= San Filippo, San Severino Marche =

Church in San Severino Marche, Italy

San Filippo is a Baroque style, Roman Catholic church located on Via Massarelli in central San Severino Marche, region of Marche, Italy.

==History==
The church was built in 1620 by Filippini priests from the Sanctuary della Madonna dei Lumi. It was built at the site of an ancient Benedictine order church of San Benedetto. In 1666, the church acquired an octagonal oratory adjacent to this church. The convent was suppressed by the Napoleonic government, and in 1862 was given to the city.

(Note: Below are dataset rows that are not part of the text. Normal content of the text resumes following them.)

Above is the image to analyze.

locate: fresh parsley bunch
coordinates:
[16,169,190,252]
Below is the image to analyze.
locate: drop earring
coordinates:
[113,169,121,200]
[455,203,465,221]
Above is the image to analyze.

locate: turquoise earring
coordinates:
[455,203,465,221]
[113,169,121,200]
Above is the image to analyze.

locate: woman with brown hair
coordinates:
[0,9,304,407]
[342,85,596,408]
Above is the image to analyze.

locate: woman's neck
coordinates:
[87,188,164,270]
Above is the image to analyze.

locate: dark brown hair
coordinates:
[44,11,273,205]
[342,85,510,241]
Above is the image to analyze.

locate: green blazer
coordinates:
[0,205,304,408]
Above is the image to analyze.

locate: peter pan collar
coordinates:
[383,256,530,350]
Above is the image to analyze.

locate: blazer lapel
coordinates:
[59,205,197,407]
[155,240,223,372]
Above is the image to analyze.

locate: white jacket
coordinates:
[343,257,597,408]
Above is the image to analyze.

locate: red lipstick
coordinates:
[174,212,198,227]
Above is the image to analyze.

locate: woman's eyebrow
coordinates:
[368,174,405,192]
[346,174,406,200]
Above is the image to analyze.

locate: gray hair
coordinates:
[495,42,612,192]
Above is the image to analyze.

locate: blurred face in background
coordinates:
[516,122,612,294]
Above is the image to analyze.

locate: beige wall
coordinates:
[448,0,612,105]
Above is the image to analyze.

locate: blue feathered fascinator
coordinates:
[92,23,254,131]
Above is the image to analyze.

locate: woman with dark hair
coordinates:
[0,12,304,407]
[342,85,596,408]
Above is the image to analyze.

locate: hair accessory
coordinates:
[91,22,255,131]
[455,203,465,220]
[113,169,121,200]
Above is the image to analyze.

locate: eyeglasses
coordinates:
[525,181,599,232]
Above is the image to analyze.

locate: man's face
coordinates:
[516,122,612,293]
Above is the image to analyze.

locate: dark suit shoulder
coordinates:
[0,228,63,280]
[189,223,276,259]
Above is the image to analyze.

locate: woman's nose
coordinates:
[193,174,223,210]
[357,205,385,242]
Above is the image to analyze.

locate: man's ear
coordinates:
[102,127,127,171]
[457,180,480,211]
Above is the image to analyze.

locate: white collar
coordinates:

The church, reflecting the earlier medieval structure, has a single nave. The altars were created along the nave. The first altar on the right has an altarpiece with the Immaculate Conception with Saints Cajetan and Tecla (1714) by Biagio Puccini nel 1714. The main altar was designed by Venanzio Bigioli. The ceiling of the presbytery was decorated by Paolo Marini. The walls have depictions of the Life of St Phillip (1922-1923) by Mario Adami and Nicola Angelelli. The first altar on the left depicts a San Carlo Borromeo and Saints by Girolamo Pesci, while the second altarpiece depicts San Francesco Saverio Dying by Paolo Borsetti.